Découvrez le making of de notre nouveau court-métrage d'animation Overwatch, prévu pour 2016 !
Posté par Overwatch sur samedi 7 novembre 2015
D'autant que si la société bombe le torse pour mieux cacher les fuites et peut compter sur Overwatch pour les camoufler, le fait est que World of Warcraft a perdu une grande partie de ses abonnés et respire par assistance, que HearthStone est toujours autant une réussite commerciale totale mais que le jeu n'aura jamais les épaules pour être le drapeau d'une telle société, et qu'Heroes of the Storm se développe à merveilles chez les particuliers comme dans l'E-Sport, mais que sa vie au quotidien se limite à quelques milliers de viewers sur Twitch, en plus de ne pas concurrencer un League of Legends toujours tout puissant sur son terrain. En fan absolu de toutes ces licences que je suis, je m'apprête aussi à dire au revoir à StarCraft 2 dès ce soir minuit, avec la sortie de Legacy of the Void, avant peut-être de retrouver Kerrigan et les siens sur Aiur d'ici 10 ans, pour un 3ème épisode destiné aux papys que nous serons devenus.
Nous l'avons déjà évoqué maintes et maintes fois, mais le cas du film Warcraft est lui aussi ô combien compliqué pour Blizzard, qui en plus de se confronter à l'industrie console, s'est cassé les dents du côté du cinéma, où malgré l'engagement d'un Thomas Tull débordé, le film se retrouve aujourd'hui dans un état plutôt inquiétant, à mi-chemin entre Universal, Legendary et Blizzard (qui ne travaille pas dessus mais qui a quand même récupéré l'exclusivité d'un trailer pas tout à fait rassurant), entre la promesse d'une suite et les exigences d'un premier film, après plus de deux ans de post-production compliquée et un réalisateur lessivé. Et c'est bien là tout le paradoxe d'une société qui assume ses décisions comme personne dans le jeu-vidéo, capable d'organiser des évènements à la gloire de ses superbes productions, mais qui se retrouve obligé de s'ouvrir à d'autres façons de travailler, souvent moins bienveillantes et passionnées, qui ne sont elles pas faites du succès presque miraculeux d'un World of Warcraft - voire même d'HearthStone et ses 20 millions de joueurs pour une dizaine de développeurs.

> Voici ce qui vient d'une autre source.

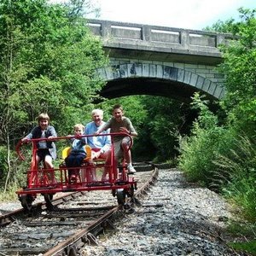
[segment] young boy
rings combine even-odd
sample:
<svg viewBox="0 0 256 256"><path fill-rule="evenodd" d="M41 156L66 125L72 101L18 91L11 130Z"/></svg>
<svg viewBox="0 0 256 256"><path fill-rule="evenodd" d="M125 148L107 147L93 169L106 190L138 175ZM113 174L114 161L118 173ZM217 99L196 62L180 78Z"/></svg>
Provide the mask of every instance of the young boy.
<svg viewBox="0 0 256 256"><path fill-rule="evenodd" d="M84 134L84 126L82 124L77 124L73 126L74 136L81 136ZM65 163L67 168L79 167L82 165L83 160L86 156L84 145L86 144L85 137L71 138L72 148L65 159ZM76 181L79 170L68 170L68 177L70 181Z"/></svg>
<svg viewBox="0 0 256 256"><path fill-rule="evenodd" d="M23 143L34 138L54 138L57 137L55 129L49 125L49 117L47 113L42 113L38 117L38 125L35 126L31 132L21 139ZM56 159L56 147L54 142L39 141L37 144L36 165L38 166L40 161L44 161L45 169L53 169L53 160ZM51 172L51 181L54 180L54 173Z"/></svg>
<svg viewBox="0 0 256 256"><path fill-rule="evenodd" d="M124 110L121 105L114 105L113 108L113 117L110 118L108 122L101 126L99 130L95 133L99 135L103 131L110 128L110 132L125 132L132 137L137 136L131 120L124 116ZM116 161L118 158L121 157L124 154L125 159L127 162L127 169L129 173L133 174L136 170L131 165L131 154L129 147L131 145L130 137L115 136L113 137L114 143L114 156Z"/></svg>

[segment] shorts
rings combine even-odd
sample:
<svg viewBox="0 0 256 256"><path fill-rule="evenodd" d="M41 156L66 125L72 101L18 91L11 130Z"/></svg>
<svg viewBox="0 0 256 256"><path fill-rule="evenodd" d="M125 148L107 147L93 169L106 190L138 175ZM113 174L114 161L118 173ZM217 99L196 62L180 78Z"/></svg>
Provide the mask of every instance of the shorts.
<svg viewBox="0 0 256 256"><path fill-rule="evenodd" d="M122 143L126 143L127 145L131 145L131 137L125 137L121 140L113 143L114 148L114 156L116 158L122 158L124 156L123 148L121 147Z"/></svg>
<svg viewBox="0 0 256 256"><path fill-rule="evenodd" d="M38 148L37 151L37 154L39 157L40 161L44 160L46 155L49 155L51 157L51 154L48 148Z"/></svg>

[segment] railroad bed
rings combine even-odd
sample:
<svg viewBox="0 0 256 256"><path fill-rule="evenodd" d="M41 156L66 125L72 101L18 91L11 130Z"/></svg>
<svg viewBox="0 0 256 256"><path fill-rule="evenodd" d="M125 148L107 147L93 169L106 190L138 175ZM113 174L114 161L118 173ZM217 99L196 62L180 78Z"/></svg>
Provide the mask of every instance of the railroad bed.
<svg viewBox="0 0 256 256"><path fill-rule="evenodd" d="M137 198L153 184L154 171L137 172ZM68 193L54 197L53 205L52 211L38 202L32 212L18 209L0 216L0 255L79 255L83 246L96 244L98 234L113 228L115 219L132 213L134 202L122 208L111 190L103 190Z"/></svg>

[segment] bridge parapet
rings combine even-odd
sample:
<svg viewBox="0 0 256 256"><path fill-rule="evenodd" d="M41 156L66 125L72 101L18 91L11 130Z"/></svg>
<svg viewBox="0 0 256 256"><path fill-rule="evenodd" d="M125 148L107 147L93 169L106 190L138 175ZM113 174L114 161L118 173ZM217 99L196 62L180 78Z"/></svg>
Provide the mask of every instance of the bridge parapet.
<svg viewBox="0 0 256 256"><path fill-rule="evenodd" d="M108 48L221 58L218 46L236 39L228 33L119 21L88 20L88 25Z"/></svg>

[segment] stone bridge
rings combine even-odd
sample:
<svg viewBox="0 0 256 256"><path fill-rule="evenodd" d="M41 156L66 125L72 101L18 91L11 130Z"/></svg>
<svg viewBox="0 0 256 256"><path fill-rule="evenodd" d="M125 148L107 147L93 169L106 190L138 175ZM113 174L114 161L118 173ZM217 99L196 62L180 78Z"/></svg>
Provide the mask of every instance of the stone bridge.
<svg viewBox="0 0 256 256"><path fill-rule="evenodd" d="M210 100L224 96L218 46L230 34L142 24L88 20L102 41L110 66L97 70L102 96L154 95L190 102L195 91Z"/></svg>

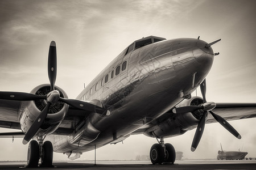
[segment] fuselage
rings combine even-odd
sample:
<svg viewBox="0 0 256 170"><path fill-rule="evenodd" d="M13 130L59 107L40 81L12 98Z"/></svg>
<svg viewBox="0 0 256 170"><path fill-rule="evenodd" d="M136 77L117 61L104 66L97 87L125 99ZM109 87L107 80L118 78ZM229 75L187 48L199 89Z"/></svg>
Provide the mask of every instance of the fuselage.
<svg viewBox="0 0 256 170"><path fill-rule="evenodd" d="M111 114L90 114L71 136L47 137L55 151L83 152L121 141L200 85L213 63L212 48L196 39L154 39L132 43L85 88L77 99L97 103Z"/></svg>

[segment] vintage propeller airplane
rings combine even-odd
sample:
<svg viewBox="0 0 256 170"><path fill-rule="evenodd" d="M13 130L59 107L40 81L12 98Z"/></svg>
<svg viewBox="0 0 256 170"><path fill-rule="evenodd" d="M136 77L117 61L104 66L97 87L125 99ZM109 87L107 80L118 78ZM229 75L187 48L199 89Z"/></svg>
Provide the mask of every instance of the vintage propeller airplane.
<svg viewBox="0 0 256 170"><path fill-rule="evenodd" d="M152 164L174 163L175 149L164 143L164 138L197 127L191 146L194 151L205 123L216 121L241 139L224 118L255 117L256 104L206 100L205 77L218 54L211 46L220 40L208 44L199 37L166 40L152 36L136 40L76 99L68 99L55 85L56 48L52 41L49 84L40 85L31 93L0 92L0 127L21 130L0 136L22 136L23 144L30 141L27 163L32 167L38 166L40 159L41 166L52 166L53 151L66 154L73 160L84 152L139 134L158 139L150 149ZM203 99L192 97L199 86Z"/></svg>

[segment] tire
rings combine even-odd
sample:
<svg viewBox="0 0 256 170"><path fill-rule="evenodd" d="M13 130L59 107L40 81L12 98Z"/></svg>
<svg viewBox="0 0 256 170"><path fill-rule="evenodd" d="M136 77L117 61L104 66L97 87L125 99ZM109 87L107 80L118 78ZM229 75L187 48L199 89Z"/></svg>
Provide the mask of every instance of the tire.
<svg viewBox="0 0 256 170"><path fill-rule="evenodd" d="M52 167L53 150L50 141L46 141L43 144L43 158L41 166L43 167Z"/></svg>
<svg viewBox="0 0 256 170"><path fill-rule="evenodd" d="M27 150L27 166L31 168L38 167L39 160L39 145L36 141L30 141Z"/></svg>
<svg viewBox="0 0 256 170"><path fill-rule="evenodd" d="M166 156L164 157L164 162L174 164L176 159L175 149L170 143L166 143L164 146L166 146L166 154L164 154Z"/></svg>
<svg viewBox="0 0 256 170"><path fill-rule="evenodd" d="M164 160L164 148L158 143L153 144L150 148L150 157L153 164L161 164Z"/></svg>

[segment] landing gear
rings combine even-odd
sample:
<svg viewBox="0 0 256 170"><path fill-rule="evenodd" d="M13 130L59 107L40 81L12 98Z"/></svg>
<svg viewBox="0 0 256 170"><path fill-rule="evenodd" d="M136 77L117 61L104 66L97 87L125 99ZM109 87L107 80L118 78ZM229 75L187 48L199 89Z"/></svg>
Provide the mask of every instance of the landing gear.
<svg viewBox="0 0 256 170"><path fill-rule="evenodd" d="M52 167L52 159L53 157L53 150L52 144L50 141L46 141L43 144L43 156L41 158L43 167Z"/></svg>
<svg viewBox="0 0 256 170"><path fill-rule="evenodd" d="M39 159L41 158L41 167L52 167L53 151L52 143L46 141L43 144L43 140L38 139L39 143L35 140L30 142L27 151L27 167L38 167Z"/></svg>
<svg viewBox="0 0 256 170"><path fill-rule="evenodd" d="M39 145L38 141L31 141L27 150L27 167L37 167L39 157Z"/></svg>
<svg viewBox="0 0 256 170"><path fill-rule="evenodd" d="M166 147L166 153L164 162L174 164L176 158L176 152L174 146L170 143L166 143L164 146Z"/></svg>
<svg viewBox="0 0 256 170"><path fill-rule="evenodd" d="M150 157L151 163L153 164L162 164L163 163L174 164L176 152L174 146L170 143L164 144L162 138L158 143L153 144L150 149Z"/></svg>
<svg viewBox="0 0 256 170"><path fill-rule="evenodd" d="M150 160L153 164L161 164L164 158L164 149L158 143L155 143L152 146L150 149Z"/></svg>

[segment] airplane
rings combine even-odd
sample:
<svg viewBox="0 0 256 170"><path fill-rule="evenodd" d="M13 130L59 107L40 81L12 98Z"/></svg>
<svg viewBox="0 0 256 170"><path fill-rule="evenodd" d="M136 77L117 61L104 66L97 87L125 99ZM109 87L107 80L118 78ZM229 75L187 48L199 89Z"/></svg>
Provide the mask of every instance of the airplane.
<svg viewBox="0 0 256 170"><path fill-rule="evenodd" d="M223 151L221 143L221 151L218 151L217 160L242 160L245 159L245 156L248 154L247 152L242 152L240 150L239 150L239 151Z"/></svg>
<svg viewBox="0 0 256 170"><path fill-rule="evenodd" d="M158 141L150 151L153 164L174 164L175 148L164 139L196 128L191 145L195 151L205 124L216 122L241 139L226 120L256 117L256 104L206 99L205 78L219 54L212 46L220 40L207 43L200 37L167 40L154 36L137 40L75 99L55 86L57 53L52 41L49 84L30 93L0 92L0 128L21 130L0 136L22 137L24 144L30 142L30 167L52 166L53 151L75 160L82 152L142 134ZM191 95L199 87L203 98Z"/></svg>

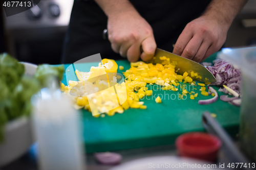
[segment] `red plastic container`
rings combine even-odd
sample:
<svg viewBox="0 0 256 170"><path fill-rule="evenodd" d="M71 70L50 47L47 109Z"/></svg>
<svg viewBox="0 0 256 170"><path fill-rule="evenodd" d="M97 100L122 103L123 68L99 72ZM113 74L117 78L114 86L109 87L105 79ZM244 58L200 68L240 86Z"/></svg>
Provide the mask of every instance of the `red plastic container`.
<svg viewBox="0 0 256 170"><path fill-rule="evenodd" d="M212 162L217 159L222 142L212 135L195 132L180 135L175 144L181 156Z"/></svg>

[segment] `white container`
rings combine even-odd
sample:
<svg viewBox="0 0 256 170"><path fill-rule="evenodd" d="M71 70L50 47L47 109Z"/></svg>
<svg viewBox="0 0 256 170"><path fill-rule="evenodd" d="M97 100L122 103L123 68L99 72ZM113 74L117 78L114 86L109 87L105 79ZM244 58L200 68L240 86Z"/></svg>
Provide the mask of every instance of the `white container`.
<svg viewBox="0 0 256 170"><path fill-rule="evenodd" d="M84 169L80 114L59 89L34 98L33 120L41 170Z"/></svg>
<svg viewBox="0 0 256 170"><path fill-rule="evenodd" d="M242 71L242 101L239 137L246 154L256 161L256 47L224 48L222 58Z"/></svg>
<svg viewBox="0 0 256 170"><path fill-rule="evenodd" d="M37 66L21 62L25 66L25 74L33 75ZM0 143L0 167L7 165L26 153L34 140L30 118L22 117L8 123L4 129L5 140Z"/></svg>

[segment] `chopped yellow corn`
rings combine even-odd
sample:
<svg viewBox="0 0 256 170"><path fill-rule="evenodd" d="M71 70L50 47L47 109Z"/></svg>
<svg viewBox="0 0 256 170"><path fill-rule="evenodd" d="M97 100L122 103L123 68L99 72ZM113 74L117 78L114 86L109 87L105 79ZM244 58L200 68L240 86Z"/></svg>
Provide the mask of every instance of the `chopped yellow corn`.
<svg viewBox="0 0 256 170"><path fill-rule="evenodd" d="M157 98L156 98L156 100L155 100L157 103L161 103L162 101L161 100L161 98L159 96L158 96Z"/></svg>
<svg viewBox="0 0 256 170"><path fill-rule="evenodd" d="M120 69L120 70L122 70L124 68L123 67L123 66L122 66L122 65L119 66L119 69Z"/></svg>
<svg viewBox="0 0 256 170"><path fill-rule="evenodd" d="M198 83L198 84L200 86L202 86L202 87L204 87L205 86L205 84L203 84L203 83Z"/></svg>
<svg viewBox="0 0 256 170"><path fill-rule="evenodd" d="M185 79L185 78L188 75L188 74L187 72L187 71L185 71L184 73L183 73L183 79Z"/></svg>
<svg viewBox="0 0 256 170"><path fill-rule="evenodd" d="M161 60L166 60L167 59L166 57L165 57L165 56L160 57L159 57L159 58Z"/></svg>
<svg viewBox="0 0 256 170"><path fill-rule="evenodd" d="M152 95L152 90L146 90L146 91L145 91L145 94L146 96L150 96Z"/></svg>

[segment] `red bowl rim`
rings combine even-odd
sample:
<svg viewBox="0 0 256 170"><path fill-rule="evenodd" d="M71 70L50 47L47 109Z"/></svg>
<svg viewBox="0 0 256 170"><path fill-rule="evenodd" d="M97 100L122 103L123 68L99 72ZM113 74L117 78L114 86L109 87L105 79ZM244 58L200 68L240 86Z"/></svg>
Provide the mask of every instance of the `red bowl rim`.
<svg viewBox="0 0 256 170"><path fill-rule="evenodd" d="M193 138L195 136L199 136L214 141L214 145L203 148L198 148L195 146L186 145L184 143L184 140ZM216 136L206 133L190 132L183 134L179 136L176 140L175 145L178 150L183 153L193 155L206 154L218 152L222 145L221 141Z"/></svg>

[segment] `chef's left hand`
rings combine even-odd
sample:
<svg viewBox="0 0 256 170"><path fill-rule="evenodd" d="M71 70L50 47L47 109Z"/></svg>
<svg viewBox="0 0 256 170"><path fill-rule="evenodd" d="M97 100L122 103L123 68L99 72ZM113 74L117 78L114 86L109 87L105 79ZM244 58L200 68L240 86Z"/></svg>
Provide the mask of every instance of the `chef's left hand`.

De plus en plus auto-centré et avatar objectiviste de la Silicon Valley au sein de l'industrie vidéoludique, il serait bon pour Blizzard de ne pas payer l'ombre de ses actionnaires les moins bien intentionnés, particulièrement en cas d'échec d'Overwatch, qui reste un projet artistique sans pareil ou presque dans le monde des jeux vidéo - notamment pour la richesse, le soin et le développement de son univers et de ses personnages. À ceci près qu'il s'agit ici d'une nouvelle licence qui n'aura pas la primeur du genre, et qui devra se faire sa place dans le tout petit monde de la console et de ses productions parfaitement calibrées. Et qui espère bien vous faire payer.